Hispanic workers accuse the Tina job placement agency in Manhattan's Chinatown of continuously exploiting immigrants like themselves. The agency charges them in advance for finding them jobs, which often come with deplorable working and living conditions. 

In a recent interview, workers said that the Tina Agency charged them $50 for finding them employment.  This is against the law, according to Jonathan Mintz, the New York City Commissioner of Consumer Affairs. 

"Charging a client money before they have found him or her a job is illegal," explains Mintz, who adds that in the past year his agency has recovered some $76,000 in illegal fees paid to various employment agencies in the city. 

Several Hispanic workers also denounced the poor working and living conditions at jobs referred by this agency, located on Doyers Street. 

"They tell you one thing in the agency, and what you find in the Chinese restaurants where they send you to work is a completely different thing," says Ramón Morales, who was back out on the Chinatown streets after only three days working at a Chinese restaurant in Pennsylvania. 

The jobs usually involve 12- to 15-hour days.  The monthly pay varies from $1,200 to $1,500 and includes lodging and three meals a day. 

But many Hispanic workers claim angrily that sometimes the working conditions are so unbearable that they cannot last even a week, and they quit.  Often they are stuck without a dollar in their pockets after they've paid their bus ticket back. 

Living amid bedbugs and garbage 

Porfirio Amaya, a Mexican immigrant worker who for the past two months has been living in Chinatown on $16 a day, assures us: "They treat you like a dog, they give you a lot more work than they do to others, and they put you in a room full of bedbugs, garbage or water, and that's where you're supposed to sleep." 

This living and working system has been a practice in Chinatown since the 1980s, when Chinese immigrants from Fujian arrived.  The Hispanic workers can sleep in an Internet café for $7, eat lunch for $3.50, and take a shower for $5. 

Amaya says that a Hispanic worker he knows recently quit his job at a Chinese restaurant in New Hartford, Connecticut, after working for six days, and the owners did not pay him. 

"That happens all the time; they don't pay us and we end up coming back here. The people at Tina don't give us back our money, and then we have to pay more so they'll find us another job," Amaya complains. 

Lorelei Boylan, of the New York State Labor Department, explains that the employers are violating a number of labor laws. If the employee works more than 40 hours a week, the extra hours are supposed to be paid at a rate of $10.87 instead of the $7.25 paid for the first 40 hours. 

"They are supposed to be paid a total of $2,725 a month for working six twelve-hour days a week," Boylan assures us, and also points out that the most they can be charged for their meals is $2.40 per day. 

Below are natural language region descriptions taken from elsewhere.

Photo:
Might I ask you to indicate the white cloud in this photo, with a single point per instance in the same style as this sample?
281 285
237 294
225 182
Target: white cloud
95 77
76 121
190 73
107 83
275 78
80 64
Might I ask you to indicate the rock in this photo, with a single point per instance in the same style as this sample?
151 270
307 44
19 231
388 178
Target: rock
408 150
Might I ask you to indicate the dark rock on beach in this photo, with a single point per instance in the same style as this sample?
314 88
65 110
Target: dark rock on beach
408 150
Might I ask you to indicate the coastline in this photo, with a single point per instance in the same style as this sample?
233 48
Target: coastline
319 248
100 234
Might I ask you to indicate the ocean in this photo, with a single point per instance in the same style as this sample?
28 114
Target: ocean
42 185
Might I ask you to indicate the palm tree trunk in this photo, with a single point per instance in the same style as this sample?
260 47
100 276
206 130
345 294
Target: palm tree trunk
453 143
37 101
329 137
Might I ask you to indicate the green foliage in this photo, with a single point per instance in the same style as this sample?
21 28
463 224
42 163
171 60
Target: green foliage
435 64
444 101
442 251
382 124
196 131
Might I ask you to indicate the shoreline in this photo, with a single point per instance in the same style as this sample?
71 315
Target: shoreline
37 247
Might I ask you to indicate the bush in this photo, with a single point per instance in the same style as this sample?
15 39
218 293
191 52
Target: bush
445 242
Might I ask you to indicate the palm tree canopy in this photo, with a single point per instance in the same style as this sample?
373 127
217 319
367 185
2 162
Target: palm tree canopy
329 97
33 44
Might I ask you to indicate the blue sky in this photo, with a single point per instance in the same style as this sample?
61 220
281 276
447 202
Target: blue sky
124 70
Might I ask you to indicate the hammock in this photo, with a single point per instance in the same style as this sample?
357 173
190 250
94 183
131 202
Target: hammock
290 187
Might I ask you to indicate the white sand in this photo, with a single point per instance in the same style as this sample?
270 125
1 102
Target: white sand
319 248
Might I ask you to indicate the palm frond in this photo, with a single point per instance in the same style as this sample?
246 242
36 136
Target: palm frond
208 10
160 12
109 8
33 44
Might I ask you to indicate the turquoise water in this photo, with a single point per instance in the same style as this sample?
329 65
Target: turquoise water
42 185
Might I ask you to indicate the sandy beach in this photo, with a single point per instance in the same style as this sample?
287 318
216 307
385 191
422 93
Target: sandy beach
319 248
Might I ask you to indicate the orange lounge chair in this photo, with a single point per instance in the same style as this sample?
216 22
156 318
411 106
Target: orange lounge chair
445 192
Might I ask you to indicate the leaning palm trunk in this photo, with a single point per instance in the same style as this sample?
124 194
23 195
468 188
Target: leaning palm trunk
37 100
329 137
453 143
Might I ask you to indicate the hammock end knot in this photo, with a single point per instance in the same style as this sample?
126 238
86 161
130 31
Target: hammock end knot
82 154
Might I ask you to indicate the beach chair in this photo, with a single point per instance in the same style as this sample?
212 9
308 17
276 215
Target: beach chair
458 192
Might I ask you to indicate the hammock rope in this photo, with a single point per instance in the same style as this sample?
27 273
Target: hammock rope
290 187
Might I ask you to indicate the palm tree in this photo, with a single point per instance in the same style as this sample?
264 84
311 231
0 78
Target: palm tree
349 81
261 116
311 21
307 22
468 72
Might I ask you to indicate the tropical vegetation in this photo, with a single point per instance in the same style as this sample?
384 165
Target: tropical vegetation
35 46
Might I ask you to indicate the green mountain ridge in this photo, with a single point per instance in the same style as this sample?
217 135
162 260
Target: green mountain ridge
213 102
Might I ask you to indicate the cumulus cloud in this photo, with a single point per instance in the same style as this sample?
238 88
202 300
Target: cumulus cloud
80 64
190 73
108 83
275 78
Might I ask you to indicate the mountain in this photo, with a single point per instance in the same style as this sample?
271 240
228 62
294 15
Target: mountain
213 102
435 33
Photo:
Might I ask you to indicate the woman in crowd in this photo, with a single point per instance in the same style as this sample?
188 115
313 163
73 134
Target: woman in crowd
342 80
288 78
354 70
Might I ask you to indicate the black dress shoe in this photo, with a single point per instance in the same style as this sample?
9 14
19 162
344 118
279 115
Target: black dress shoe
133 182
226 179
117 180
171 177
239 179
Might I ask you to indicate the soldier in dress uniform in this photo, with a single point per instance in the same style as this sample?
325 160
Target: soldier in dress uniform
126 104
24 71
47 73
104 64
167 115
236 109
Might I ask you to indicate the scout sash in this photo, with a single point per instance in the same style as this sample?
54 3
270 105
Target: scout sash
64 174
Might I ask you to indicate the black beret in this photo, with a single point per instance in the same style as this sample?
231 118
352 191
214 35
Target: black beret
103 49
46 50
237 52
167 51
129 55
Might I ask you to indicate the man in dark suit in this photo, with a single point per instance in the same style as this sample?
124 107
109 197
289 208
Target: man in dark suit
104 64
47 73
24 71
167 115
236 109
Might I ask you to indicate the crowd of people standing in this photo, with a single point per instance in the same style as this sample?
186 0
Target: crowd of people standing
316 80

Boylan says that if employers do not pay their workers at the time the workers leave a job, they are obliged to send them their money no more than seven days after the workers leave. 

"We can get the back money which they are owed, but we need for them to report the restaurants, giving us the name of the restaurant, its address and a list of the hours they worked," Boyle says. 

The agency owner, who identified herself only as Tina, told El Diario/La Prensa that the accusations by the workers are due to a misunderstanding. 

"I do return them their money," the owner said, explaining that the money can be retrieved only between 2 p.m. and 5 p.m.  "I tell them that when they come, but they don't understand," she added.